OpenSearch/docs/reference/search/search-fields.asciidoc

196 lines
5.7 KiB
Plaintext

[discrete]
[[search-fields]]
=== Retrieve selected fields
By default, each hit in the search response includes the document
<<mapping-source-field,`_source`>>, which is the entire JSON object that was
provided when indexing the document. If you only need certain source fields in
the search response, you can use the <<source-filtering,source filtering>> to
restrict what parts of the source are returned.
Returning fields using only the document source has some limitations:
* The `_source` field does not include <<multi-fields, multi-fields>> or
<<alias, field aliases>>. Likewise, a field in the source does not contain
values copied using the <<copy-to,`copy_to`>> mapping parameter.
* Since the `_source` is stored as a single field in Lucene, the whole source
object must be loaded and parsed, even if only a small number of fields are
needed.
To avoid these limitations, you can:
* Use the <<docvalue-fields, `docvalue_fields`>>
parameter to get values for selected fields. This can be a good
choice when returning a fairly small number of fields that support doc values,
such as keywords and dates.
* Use the <<request-body-search-stored-fields, `stored_fields`>> parameter to get the values for specific stored fields. (Fields that use the <<mapping-store,`store`>> mapping option.)

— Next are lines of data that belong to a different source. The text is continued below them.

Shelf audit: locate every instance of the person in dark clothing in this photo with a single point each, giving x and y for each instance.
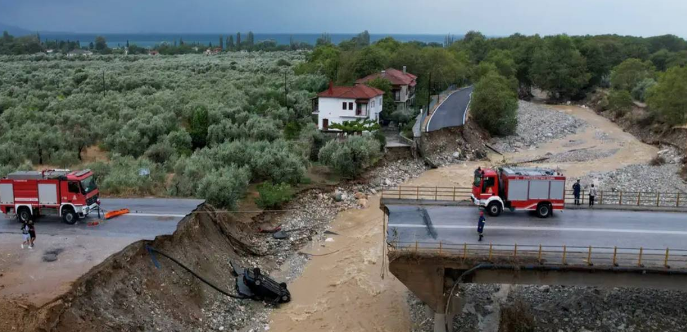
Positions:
(32, 234)
(25, 235)
(576, 191)
(480, 225)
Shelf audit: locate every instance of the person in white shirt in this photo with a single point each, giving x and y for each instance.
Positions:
(592, 195)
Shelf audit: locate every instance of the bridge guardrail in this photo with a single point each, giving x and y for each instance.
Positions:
(614, 198)
(551, 255)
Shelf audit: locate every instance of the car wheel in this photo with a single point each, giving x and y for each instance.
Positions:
(543, 210)
(69, 217)
(494, 209)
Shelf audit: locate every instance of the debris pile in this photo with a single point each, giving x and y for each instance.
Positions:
(538, 124)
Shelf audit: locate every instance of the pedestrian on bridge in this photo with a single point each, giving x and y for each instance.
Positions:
(576, 191)
(480, 225)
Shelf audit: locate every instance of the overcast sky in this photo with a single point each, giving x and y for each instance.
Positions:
(492, 17)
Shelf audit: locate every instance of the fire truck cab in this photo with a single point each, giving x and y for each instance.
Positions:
(70, 195)
(533, 189)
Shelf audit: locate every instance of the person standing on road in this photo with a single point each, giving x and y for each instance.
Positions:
(25, 235)
(480, 225)
(32, 234)
(576, 191)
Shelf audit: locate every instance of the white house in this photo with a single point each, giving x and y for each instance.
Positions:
(402, 85)
(347, 103)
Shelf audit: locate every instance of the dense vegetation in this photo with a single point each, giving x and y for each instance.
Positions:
(567, 68)
(186, 125)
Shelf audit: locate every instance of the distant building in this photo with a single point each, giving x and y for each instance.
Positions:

You can find more detailed information on each of these methods in the
following sections:
* <<source-filtering>>
* <<docvalue-fields>>
* <<stored-fields>>
[discrete]
[[source-filtering]]
=== Source filtering
You can use the `_source` parameter to select what fields of the source are
returned. This is called _source filtering_.
.*Example*
[%collapsible]
====
The following search API request sets the `_source` request body parameter to
`false`. The document source is not included in the response.
[source,console]
----
GET /_search
{
"_source": false,
"query": {
"term": {
"user.id": "8a4f500d"
}
}
}
----
To return only a subset of source fields, specify a wildcard (`*`) pattern in
the `_source` parameter. The following search API request returns the source for
only the `obj` field and its properties.
[source,console]
----
GET /_search
{
"_source": "obj.*",
"query": {
"term": {
"user.id": "8a4f500d"
}
}
}
----
You can also specify an array of wildcard patterns in the `_source` field. The
following search API request returns the source for only the `obj1` and
`obj2` fields and their properties.
[source,console]
----
GET /_search
{
"_source": [ "obj1.*", "obj2.*" ],
"query": {
"term": {
"user.id": "8a4f500d"
}
}
}
----
For finer control, you can specify an object containing arrays of `includes` and
`excludes` patterns in the `_source` parameter.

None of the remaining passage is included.